The Ground Rules: Interacting with Women on a day-to-day basis (Part 1)

22 Jan

            Yale is about 51% percent female: this means that you will be seeing women on a daily basis. Try not to get too excited (because that just makes it awkward for the rest of us). So while you might have gone to an all-boys school in the hills of Montana, you will now be surrounded by women and (gasp, scream, cry and horror!) living in quite close proximity to them. Your entryway will be co-ed freshman year, and you might even be sharing a bathroom with a girl down the road. This means that there are some basic ways to treat women that you should keep in mind.

1. Be respectful! – Although we may be living in the 21st century, chivalry is sure as hell not dead; it’s just been updated. However, there are a couple of things that girls will notice that you do that they will appreciate. For instance, opening a door for a woman is always nice and takes almost no effort. For your part, you will be forever marked as gallant (this is a good thing). Furthermore, if there is only one seat left in a lecture hall and a woman is standing there, offer her the seat before taking it yourself. She does not have to accept, but she will appreciate the offer.

Since you will most likely be living with women, there are other ways to help out your female companions in the entry-way. If there is a bug, and she asks you to kill it, it is polite of you to comply with the request (although though in this day and age, a girl should really be able to squash said insect by herself, but if you hear her scream in the bathroom, it might be nice of you to come to her rescue). Once you have used your superhuman hunting powers on the pathetic, innocent and quite harmless cockroach, pick it up and throw it out. You kill it, you clean it up. It may seem unfair of you to be saddled with this difficulty and nuisance, but you are a Yale Man and should therefore be unafraid of bugs. It is polite and she will be grateful to you for at least a period of two months. If you’re sharing a bathroom with women, do not show yourself to be discomforted by feminine items in the bathroom, such as tampons. Tampons are not weapons of mass destruction. We promise, they will not hurt you, so try not to freak out if you see one. If you’re sharing a bathroom with a girl, she will inevitably have her period. It happens, it’s hormones, now get over it. Also, if the soap runs out of the dispenser, resist the urge to snag a bit of her face wash, which she has so nicely stored in the bathroom shelve as a replacement. She will notice if face wash goes missing and she will not be pleased.
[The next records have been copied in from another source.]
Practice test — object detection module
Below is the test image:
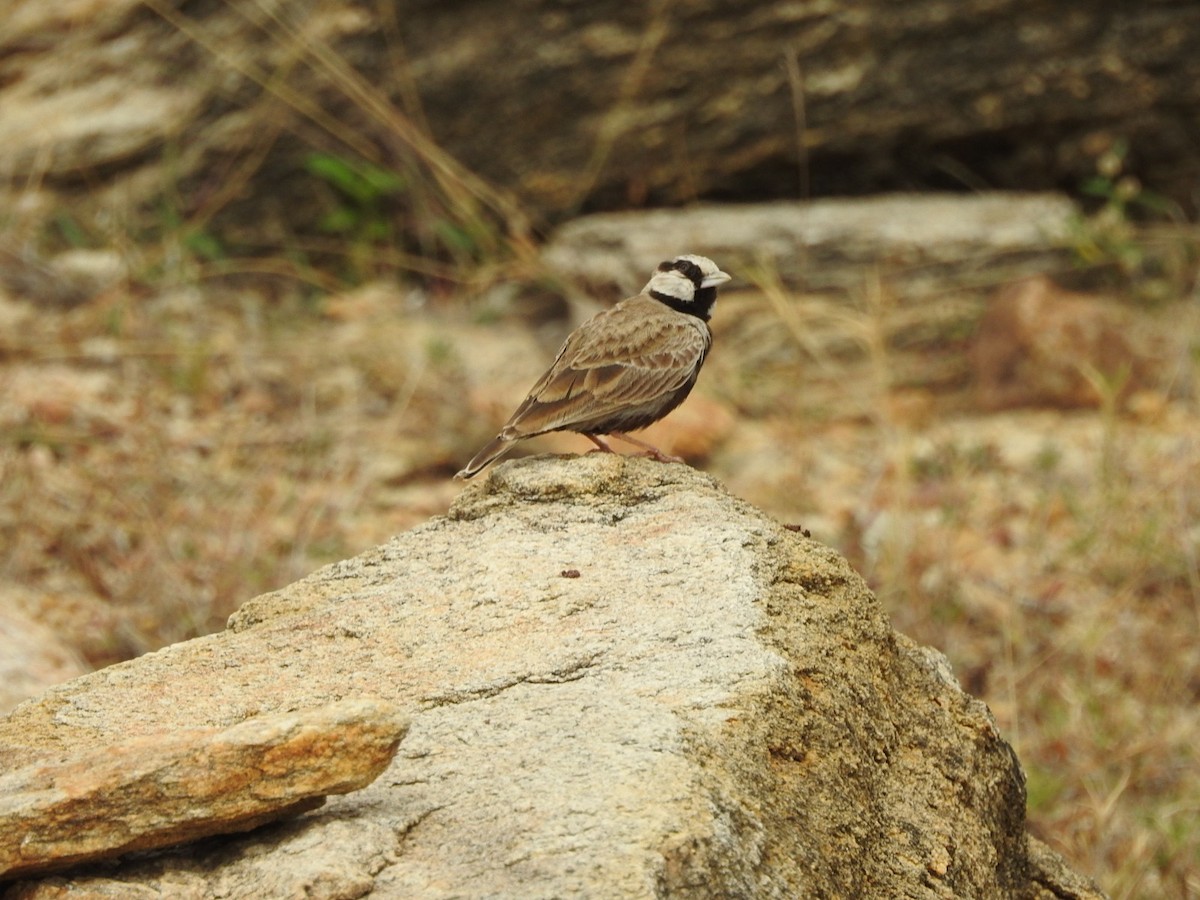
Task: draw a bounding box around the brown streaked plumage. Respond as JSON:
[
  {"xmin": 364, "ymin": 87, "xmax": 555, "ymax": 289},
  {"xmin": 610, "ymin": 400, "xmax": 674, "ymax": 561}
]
[{"xmin": 456, "ymin": 254, "xmax": 730, "ymax": 479}]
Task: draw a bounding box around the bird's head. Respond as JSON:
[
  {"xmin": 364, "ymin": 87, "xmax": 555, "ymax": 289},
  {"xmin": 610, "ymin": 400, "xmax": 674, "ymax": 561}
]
[{"xmin": 643, "ymin": 253, "xmax": 730, "ymax": 322}]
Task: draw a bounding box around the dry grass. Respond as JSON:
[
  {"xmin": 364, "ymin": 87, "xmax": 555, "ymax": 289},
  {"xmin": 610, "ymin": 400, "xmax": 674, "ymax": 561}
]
[
  {"xmin": 714, "ymin": 256, "xmax": 1200, "ymax": 898},
  {"xmin": 0, "ymin": 244, "xmax": 1200, "ymax": 898},
  {"xmin": 0, "ymin": 0, "xmax": 1200, "ymax": 898}
]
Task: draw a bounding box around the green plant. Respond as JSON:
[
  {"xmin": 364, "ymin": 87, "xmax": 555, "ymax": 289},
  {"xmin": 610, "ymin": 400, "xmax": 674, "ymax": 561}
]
[{"xmin": 1068, "ymin": 140, "xmax": 1196, "ymax": 302}]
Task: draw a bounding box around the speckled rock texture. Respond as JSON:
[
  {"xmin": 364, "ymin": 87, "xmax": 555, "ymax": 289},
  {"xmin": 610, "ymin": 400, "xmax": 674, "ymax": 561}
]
[{"xmin": 0, "ymin": 454, "xmax": 1100, "ymax": 898}]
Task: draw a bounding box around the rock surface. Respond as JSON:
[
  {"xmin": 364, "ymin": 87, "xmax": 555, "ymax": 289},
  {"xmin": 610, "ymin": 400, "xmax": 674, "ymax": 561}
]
[
  {"xmin": 542, "ymin": 193, "xmax": 1078, "ymax": 296},
  {"xmin": 0, "ymin": 455, "xmax": 1099, "ymax": 898},
  {"xmin": 0, "ymin": 701, "xmax": 408, "ymax": 877}
]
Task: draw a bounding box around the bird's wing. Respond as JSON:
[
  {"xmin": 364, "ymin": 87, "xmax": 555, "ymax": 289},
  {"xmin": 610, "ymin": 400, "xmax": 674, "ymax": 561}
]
[{"xmin": 502, "ymin": 296, "xmax": 712, "ymax": 437}]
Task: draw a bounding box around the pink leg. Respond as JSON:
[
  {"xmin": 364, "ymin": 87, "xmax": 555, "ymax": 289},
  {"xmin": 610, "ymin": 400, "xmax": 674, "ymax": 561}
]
[
  {"xmin": 609, "ymin": 431, "xmax": 686, "ymax": 464},
  {"xmin": 583, "ymin": 433, "xmax": 617, "ymax": 454}
]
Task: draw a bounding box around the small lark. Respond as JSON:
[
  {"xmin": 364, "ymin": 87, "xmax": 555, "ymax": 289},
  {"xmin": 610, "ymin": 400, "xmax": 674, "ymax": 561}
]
[{"xmin": 457, "ymin": 256, "xmax": 730, "ymax": 479}]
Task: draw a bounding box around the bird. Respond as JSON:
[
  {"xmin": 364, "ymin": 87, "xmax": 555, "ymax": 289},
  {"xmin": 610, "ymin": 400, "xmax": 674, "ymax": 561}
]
[{"xmin": 455, "ymin": 253, "xmax": 731, "ymax": 480}]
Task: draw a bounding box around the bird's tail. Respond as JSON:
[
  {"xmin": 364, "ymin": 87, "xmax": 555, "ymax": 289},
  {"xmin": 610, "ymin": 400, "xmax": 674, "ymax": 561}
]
[{"xmin": 455, "ymin": 431, "xmax": 517, "ymax": 481}]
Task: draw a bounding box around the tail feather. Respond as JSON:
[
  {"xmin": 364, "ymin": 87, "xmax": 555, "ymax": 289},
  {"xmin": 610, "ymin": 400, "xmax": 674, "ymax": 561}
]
[{"xmin": 455, "ymin": 431, "xmax": 517, "ymax": 481}]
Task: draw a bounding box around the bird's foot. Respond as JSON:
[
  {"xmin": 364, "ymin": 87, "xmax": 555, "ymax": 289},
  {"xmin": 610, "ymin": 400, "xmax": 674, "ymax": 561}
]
[{"xmin": 612, "ymin": 431, "xmax": 686, "ymax": 464}]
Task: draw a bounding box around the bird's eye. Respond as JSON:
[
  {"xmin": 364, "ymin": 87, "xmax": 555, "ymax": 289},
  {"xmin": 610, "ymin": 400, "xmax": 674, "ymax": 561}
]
[{"xmin": 674, "ymin": 259, "xmax": 704, "ymax": 287}]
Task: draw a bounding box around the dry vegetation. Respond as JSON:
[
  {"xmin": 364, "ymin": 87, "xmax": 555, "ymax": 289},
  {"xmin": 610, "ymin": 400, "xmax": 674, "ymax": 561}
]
[{"xmin": 0, "ymin": 4, "xmax": 1200, "ymax": 898}]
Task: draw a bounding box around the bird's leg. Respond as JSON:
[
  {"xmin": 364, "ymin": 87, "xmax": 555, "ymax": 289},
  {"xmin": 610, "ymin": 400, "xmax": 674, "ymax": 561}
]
[
  {"xmin": 608, "ymin": 431, "xmax": 686, "ymax": 464},
  {"xmin": 583, "ymin": 432, "xmax": 617, "ymax": 454}
]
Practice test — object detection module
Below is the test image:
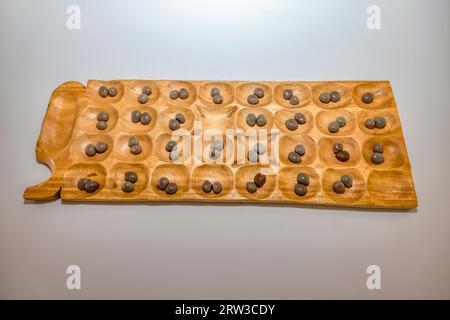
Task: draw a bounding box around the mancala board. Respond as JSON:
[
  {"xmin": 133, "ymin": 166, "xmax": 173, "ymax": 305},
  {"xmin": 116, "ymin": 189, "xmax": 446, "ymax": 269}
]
[{"xmin": 24, "ymin": 80, "xmax": 417, "ymax": 209}]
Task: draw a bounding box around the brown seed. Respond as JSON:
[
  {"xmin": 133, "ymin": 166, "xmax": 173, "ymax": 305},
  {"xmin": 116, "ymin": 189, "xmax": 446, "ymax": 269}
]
[
  {"xmin": 333, "ymin": 181, "xmax": 345, "ymax": 194},
  {"xmin": 361, "ymin": 92, "xmax": 374, "ymax": 104},
  {"xmin": 166, "ymin": 182, "xmax": 178, "ymax": 194},
  {"xmin": 289, "ymin": 96, "xmax": 300, "ymax": 106},
  {"xmin": 158, "ymin": 177, "xmax": 169, "ymax": 191},
  {"xmin": 336, "ymin": 150, "xmax": 350, "ymax": 162},
  {"xmin": 130, "ymin": 144, "xmax": 142, "ymax": 155},
  {"xmin": 294, "ymin": 112, "xmax": 306, "ymax": 124},
  {"xmin": 142, "ymin": 86, "xmax": 152, "ymax": 96},
  {"xmin": 202, "ymin": 180, "xmax": 212, "ymax": 193},
  {"xmin": 131, "ymin": 110, "xmax": 141, "ymax": 123},
  {"xmin": 108, "ymin": 87, "xmax": 117, "ymax": 97},
  {"xmin": 319, "ymin": 92, "xmax": 331, "ymax": 103},
  {"xmin": 178, "ymin": 88, "xmax": 189, "ymax": 100},
  {"xmin": 294, "ymin": 183, "xmax": 308, "ymax": 197},
  {"xmin": 253, "ymin": 173, "xmax": 267, "ymax": 188},
  {"xmin": 122, "ymin": 181, "xmax": 134, "ymax": 193},
  {"xmin": 213, "ymin": 181, "xmax": 222, "ymax": 194},
  {"xmin": 98, "ymin": 86, "xmax": 109, "ymax": 98},
  {"xmin": 77, "ymin": 178, "xmax": 91, "ymax": 191},
  {"xmin": 247, "ymin": 94, "xmax": 259, "ymax": 104},
  {"xmin": 95, "ymin": 142, "xmax": 108, "ymax": 153},
  {"xmin": 124, "ymin": 171, "xmax": 138, "ymax": 183},
  {"xmin": 140, "ymin": 112, "xmax": 152, "ymax": 126},
  {"xmin": 288, "ymin": 152, "xmax": 302, "ymax": 163},
  {"xmin": 333, "ymin": 143, "xmax": 344, "ymax": 154},
  {"xmin": 175, "ymin": 113, "xmax": 186, "ymax": 124},
  {"xmin": 169, "ymin": 119, "xmax": 180, "ymax": 130},
  {"xmin": 245, "ymin": 181, "xmax": 258, "ymax": 193},
  {"xmin": 169, "ymin": 90, "xmax": 180, "ymax": 100},
  {"xmin": 284, "ymin": 118, "xmax": 298, "ymax": 131},
  {"xmin": 138, "ymin": 93, "xmax": 148, "ymax": 104},
  {"xmin": 84, "ymin": 143, "xmax": 97, "ymax": 157},
  {"xmin": 84, "ymin": 180, "xmax": 100, "ymax": 193},
  {"xmin": 96, "ymin": 121, "xmax": 108, "ymax": 130},
  {"xmin": 253, "ymin": 88, "xmax": 264, "ymax": 99}
]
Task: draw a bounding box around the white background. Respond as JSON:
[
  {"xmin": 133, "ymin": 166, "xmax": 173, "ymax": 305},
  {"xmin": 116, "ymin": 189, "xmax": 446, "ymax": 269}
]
[{"xmin": 0, "ymin": 0, "xmax": 450, "ymax": 299}]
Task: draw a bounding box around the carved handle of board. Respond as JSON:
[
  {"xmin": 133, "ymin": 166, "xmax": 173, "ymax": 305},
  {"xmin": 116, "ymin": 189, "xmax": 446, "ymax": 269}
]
[{"xmin": 23, "ymin": 81, "xmax": 85, "ymax": 200}]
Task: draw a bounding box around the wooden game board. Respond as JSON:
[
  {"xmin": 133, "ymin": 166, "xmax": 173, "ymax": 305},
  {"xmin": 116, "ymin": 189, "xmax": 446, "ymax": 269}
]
[{"xmin": 24, "ymin": 80, "xmax": 417, "ymax": 208}]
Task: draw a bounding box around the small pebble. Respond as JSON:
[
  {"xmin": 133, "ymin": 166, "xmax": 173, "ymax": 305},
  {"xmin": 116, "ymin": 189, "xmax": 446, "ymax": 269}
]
[
  {"xmin": 373, "ymin": 143, "xmax": 384, "ymax": 153},
  {"xmin": 210, "ymin": 140, "xmax": 223, "ymax": 151},
  {"xmin": 213, "ymin": 94, "xmax": 223, "ymax": 104},
  {"xmin": 169, "ymin": 90, "xmax": 180, "ymax": 100},
  {"xmin": 84, "ymin": 143, "xmax": 97, "ymax": 157},
  {"xmin": 284, "ymin": 118, "xmax": 298, "ymax": 131},
  {"xmin": 77, "ymin": 178, "xmax": 91, "ymax": 191},
  {"xmin": 169, "ymin": 119, "xmax": 180, "ymax": 130},
  {"xmin": 84, "ymin": 181, "xmax": 100, "ymax": 193},
  {"xmin": 166, "ymin": 140, "xmax": 177, "ymax": 152},
  {"xmin": 124, "ymin": 171, "xmax": 138, "ymax": 183},
  {"xmin": 122, "ymin": 181, "xmax": 134, "ymax": 193},
  {"xmin": 247, "ymin": 94, "xmax": 259, "ymax": 104},
  {"xmin": 169, "ymin": 150, "xmax": 180, "ymax": 161},
  {"xmin": 158, "ymin": 177, "xmax": 169, "ymax": 191},
  {"xmin": 288, "ymin": 151, "xmax": 302, "ymax": 163},
  {"xmin": 245, "ymin": 113, "xmax": 256, "ymax": 127},
  {"xmin": 138, "ymin": 93, "xmax": 148, "ymax": 104},
  {"xmin": 140, "ymin": 112, "xmax": 152, "ymax": 126},
  {"xmin": 142, "ymin": 86, "xmax": 152, "ymax": 96},
  {"xmin": 297, "ymin": 172, "xmax": 309, "ymax": 187},
  {"xmin": 336, "ymin": 116, "xmax": 347, "ymax": 128},
  {"xmin": 319, "ymin": 92, "xmax": 331, "ymax": 103},
  {"xmin": 131, "ymin": 110, "xmax": 141, "ymax": 123},
  {"xmin": 95, "ymin": 142, "xmax": 108, "ymax": 153},
  {"xmin": 97, "ymin": 111, "xmax": 109, "ymax": 121},
  {"xmin": 211, "ymin": 88, "xmax": 220, "ymax": 98},
  {"xmin": 202, "ymin": 180, "xmax": 212, "ymax": 193},
  {"xmin": 178, "ymin": 88, "xmax": 189, "ymax": 100},
  {"xmin": 336, "ymin": 150, "xmax": 350, "ymax": 162},
  {"xmin": 289, "ymin": 96, "xmax": 300, "ymax": 106},
  {"xmin": 166, "ymin": 182, "xmax": 178, "ymax": 194},
  {"xmin": 245, "ymin": 181, "xmax": 258, "ymax": 193},
  {"xmin": 364, "ymin": 118, "xmax": 375, "ymax": 129},
  {"xmin": 333, "ymin": 181, "xmax": 345, "ymax": 194},
  {"xmin": 256, "ymin": 114, "xmax": 267, "ymax": 127},
  {"xmin": 341, "ymin": 174, "xmax": 353, "ymax": 188},
  {"xmin": 96, "ymin": 121, "xmax": 108, "ymax": 130},
  {"xmin": 283, "ymin": 89, "xmax": 294, "ymax": 100},
  {"xmin": 294, "ymin": 112, "xmax": 306, "ymax": 124},
  {"xmin": 175, "ymin": 113, "xmax": 186, "ymax": 124},
  {"xmin": 213, "ymin": 181, "xmax": 223, "ymax": 194},
  {"xmin": 294, "ymin": 144, "xmax": 306, "ymax": 156},
  {"xmin": 373, "ymin": 117, "xmax": 386, "ymax": 129},
  {"xmin": 108, "ymin": 87, "xmax": 117, "ymax": 97},
  {"xmin": 361, "ymin": 92, "xmax": 374, "ymax": 104},
  {"xmin": 98, "ymin": 86, "xmax": 109, "ymax": 98},
  {"xmin": 294, "ymin": 183, "xmax": 308, "ymax": 197},
  {"xmin": 253, "ymin": 173, "xmax": 267, "ymax": 188},
  {"xmin": 248, "ymin": 150, "xmax": 259, "ymax": 163},
  {"xmin": 253, "ymin": 142, "xmax": 266, "ymax": 155},
  {"xmin": 253, "ymin": 88, "xmax": 264, "ymax": 99},
  {"xmin": 130, "ymin": 144, "xmax": 142, "ymax": 155},
  {"xmin": 333, "ymin": 143, "xmax": 344, "ymax": 154},
  {"xmin": 128, "ymin": 137, "xmax": 139, "ymax": 148},
  {"xmin": 371, "ymin": 152, "xmax": 384, "ymax": 164},
  {"xmin": 330, "ymin": 91, "xmax": 341, "ymax": 102},
  {"xmin": 328, "ymin": 121, "xmax": 339, "ymax": 133}
]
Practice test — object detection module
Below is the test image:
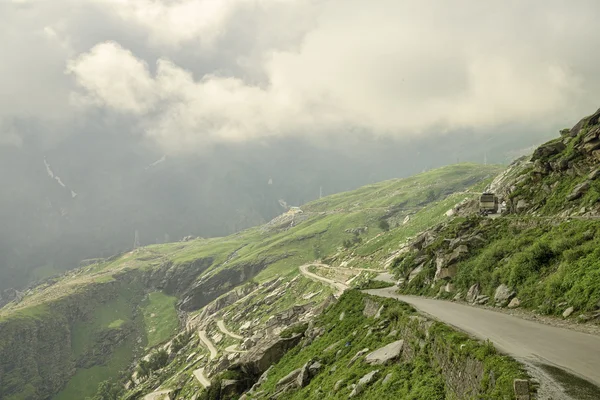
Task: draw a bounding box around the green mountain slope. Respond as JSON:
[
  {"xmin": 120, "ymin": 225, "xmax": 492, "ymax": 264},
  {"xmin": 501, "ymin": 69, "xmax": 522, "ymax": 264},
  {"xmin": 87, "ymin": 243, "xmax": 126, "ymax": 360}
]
[
  {"xmin": 0, "ymin": 164, "xmax": 501, "ymax": 399},
  {"xmin": 393, "ymin": 110, "xmax": 600, "ymax": 322}
]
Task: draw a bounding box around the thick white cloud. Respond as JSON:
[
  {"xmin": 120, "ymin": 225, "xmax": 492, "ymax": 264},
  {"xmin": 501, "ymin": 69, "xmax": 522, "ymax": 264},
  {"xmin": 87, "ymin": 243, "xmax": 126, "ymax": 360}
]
[
  {"xmin": 69, "ymin": 0, "xmax": 600, "ymax": 149},
  {"xmin": 94, "ymin": 0, "xmax": 302, "ymax": 46},
  {"xmin": 0, "ymin": 0, "xmax": 600, "ymax": 150}
]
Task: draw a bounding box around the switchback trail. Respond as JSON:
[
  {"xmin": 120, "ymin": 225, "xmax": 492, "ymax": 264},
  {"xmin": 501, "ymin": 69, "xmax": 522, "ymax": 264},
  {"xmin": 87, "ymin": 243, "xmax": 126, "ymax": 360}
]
[
  {"xmin": 364, "ymin": 287, "xmax": 600, "ymax": 386},
  {"xmin": 199, "ymin": 331, "xmax": 219, "ymax": 360},
  {"xmin": 217, "ymin": 319, "xmax": 244, "ymax": 340},
  {"xmin": 193, "ymin": 368, "xmax": 210, "ymax": 388},
  {"xmin": 299, "ymin": 263, "xmax": 348, "ymax": 297}
]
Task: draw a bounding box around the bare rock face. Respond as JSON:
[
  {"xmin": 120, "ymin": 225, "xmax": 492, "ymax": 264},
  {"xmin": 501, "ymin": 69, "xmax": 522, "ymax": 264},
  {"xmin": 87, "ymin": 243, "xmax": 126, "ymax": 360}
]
[
  {"xmin": 348, "ymin": 370, "xmax": 379, "ymax": 397},
  {"xmin": 513, "ymin": 379, "xmax": 530, "ymax": 400},
  {"xmin": 567, "ymin": 181, "xmax": 590, "ymax": 201},
  {"xmin": 363, "ymin": 298, "xmax": 381, "ymax": 318},
  {"xmin": 531, "ymin": 141, "xmax": 567, "ymax": 161},
  {"xmin": 237, "ymin": 335, "xmax": 302, "ymax": 377},
  {"xmin": 563, "ymin": 307, "xmax": 575, "ymax": 318},
  {"xmin": 494, "ymin": 284, "xmax": 516, "ymax": 306},
  {"xmin": 465, "ymin": 283, "xmax": 480, "ymax": 303},
  {"xmin": 348, "ymin": 349, "xmax": 369, "ymax": 367},
  {"xmin": 508, "ymin": 297, "xmax": 521, "ymax": 308},
  {"xmin": 365, "ymin": 340, "xmax": 404, "ymax": 365}
]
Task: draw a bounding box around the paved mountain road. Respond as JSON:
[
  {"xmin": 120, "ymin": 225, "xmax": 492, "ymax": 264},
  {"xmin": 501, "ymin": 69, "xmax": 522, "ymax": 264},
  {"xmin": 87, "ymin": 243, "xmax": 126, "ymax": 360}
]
[
  {"xmin": 364, "ymin": 287, "xmax": 600, "ymax": 385},
  {"xmin": 217, "ymin": 319, "xmax": 244, "ymax": 340},
  {"xmin": 198, "ymin": 331, "xmax": 219, "ymax": 360},
  {"xmin": 299, "ymin": 263, "xmax": 348, "ymax": 297}
]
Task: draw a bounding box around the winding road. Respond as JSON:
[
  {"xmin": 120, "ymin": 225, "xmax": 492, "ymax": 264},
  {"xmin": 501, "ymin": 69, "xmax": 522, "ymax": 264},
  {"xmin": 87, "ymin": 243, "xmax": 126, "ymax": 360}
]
[
  {"xmin": 193, "ymin": 368, "xmax": 210, "ymax": 389},
  {"xmin": 217, "ymin": 319, "xmax": 244, "ymax": 340},
  {"xmin": 364, "ymin": 287, "xmax": 600, "ymax": 385},
  {"xmin": 298, "ymin": 263, "xmax": 348, "ymax": 297},
  {"xmin": 198, "ymin": 331, "xmax": 219, "ymax": 360}
]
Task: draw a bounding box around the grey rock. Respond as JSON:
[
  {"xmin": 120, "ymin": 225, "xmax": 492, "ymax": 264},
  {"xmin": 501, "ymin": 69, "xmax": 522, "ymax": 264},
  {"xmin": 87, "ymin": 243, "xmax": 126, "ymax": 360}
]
[
  {"xmin": 381, "ymin": 373, "xmax": 393, "ymax": 385},
  {"xmin": 563, "ymin": 307, "xmax": 575, "ymax": 318},
  {"xmin": 466, "ymin": 283, "xmax": 480, "ymax": 303},
  {"xmin": 308, "ymin": 361, "xmax": 323, "ymax": 378},
  {"xmin": 348, "ymin": 348, "xmax": 369, "ymax": 367},
  {"xmin": 517, "ymin": 199, "xmax": 529, "ymax": 212},
  {"xmin": 531, "ymin": 142, "xmax": 567, "ymax": 161},
  {"xmin": 508, "ymin": 297, "xmax": 521, "ymax": 308},
  {"xmin": 363, "ymin": 297, "xmax": 381, "ymax": 318},
  {"xmin": 236, "ymin": 335, "xmax": 302, "ymax": 376},
  {"xmin": 513, "ymin": 379, "xmax": 530, "ymax": 400},
  {"xmin": 588, "ymin": 168, "xmax": 600, "ymax": 181},
  {"xmin": 365, "ymin": 340, "xmax": 404, "ymax": 365},
  {"xmin": 567, "ymin": 181, "xmax": 590, "ymax": 201},
  {"xmin": 494, "ymin": 284, "xmax": 516, "ymax": 305},
  {"xmin": 408, "ymin": 263, "xmax": 425, "ymax": 283},
  {"xmin": 296, "ymin": 363, "xmax": 311, "ymax": 388},
  {"xmin": 348, "ymin": 370, "xmax": 379, "ymax": 398}
]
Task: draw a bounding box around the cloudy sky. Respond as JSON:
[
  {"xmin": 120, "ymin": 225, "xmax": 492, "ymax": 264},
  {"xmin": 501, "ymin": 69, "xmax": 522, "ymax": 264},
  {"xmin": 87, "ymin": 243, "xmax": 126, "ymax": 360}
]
[{"xmin": 0, "ymin": 0, "xmax": 600, "ymax": 153}]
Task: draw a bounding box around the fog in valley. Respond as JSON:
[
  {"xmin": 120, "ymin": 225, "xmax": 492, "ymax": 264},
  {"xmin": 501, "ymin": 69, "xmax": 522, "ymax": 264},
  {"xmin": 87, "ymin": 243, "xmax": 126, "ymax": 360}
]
[{"xmin": 0, "ymin": 0, "xmax": 600, "ymax": 290}]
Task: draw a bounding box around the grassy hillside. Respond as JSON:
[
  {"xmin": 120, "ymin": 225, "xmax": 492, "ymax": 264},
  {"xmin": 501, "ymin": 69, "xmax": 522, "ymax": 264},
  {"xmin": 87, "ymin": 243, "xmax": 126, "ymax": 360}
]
[
  {"xmin": 0, "ymin": 164, "xmax": 501, "ymax": 399},
  {"xmin": 393, "ymin": 111, "xmax": 600, "ymax": 322}
]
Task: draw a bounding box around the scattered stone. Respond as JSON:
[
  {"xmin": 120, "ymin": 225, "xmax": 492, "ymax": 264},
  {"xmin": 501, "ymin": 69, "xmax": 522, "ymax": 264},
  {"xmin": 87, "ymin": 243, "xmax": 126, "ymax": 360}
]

One last note on bathrooms: if you sprinkle when you tinkle, be a sweet and clean the seat.

In terms of language, let’s be real – we’re living in modern times, not the Yale of the 1920’s. People curse, a lot. However, when meeting a woman for the first time, it is best to use more polite language. You do not want her to think that you don’t know anything other than four letter words. Use of gratuitous language is, well, gratuitous, so until you’ve become friends, hold off on the swearing. On that note, never should you ever use a certain four-letter word beginning with C that generally refers to a part of female anatomy. We repeat, NEVER. This word, while commonly used in Britain as slang, has not quite transitioned in America and is off-limits. It’s employment in day-to-day conversation will raise eyebrows and probably make everyone uncomfortable.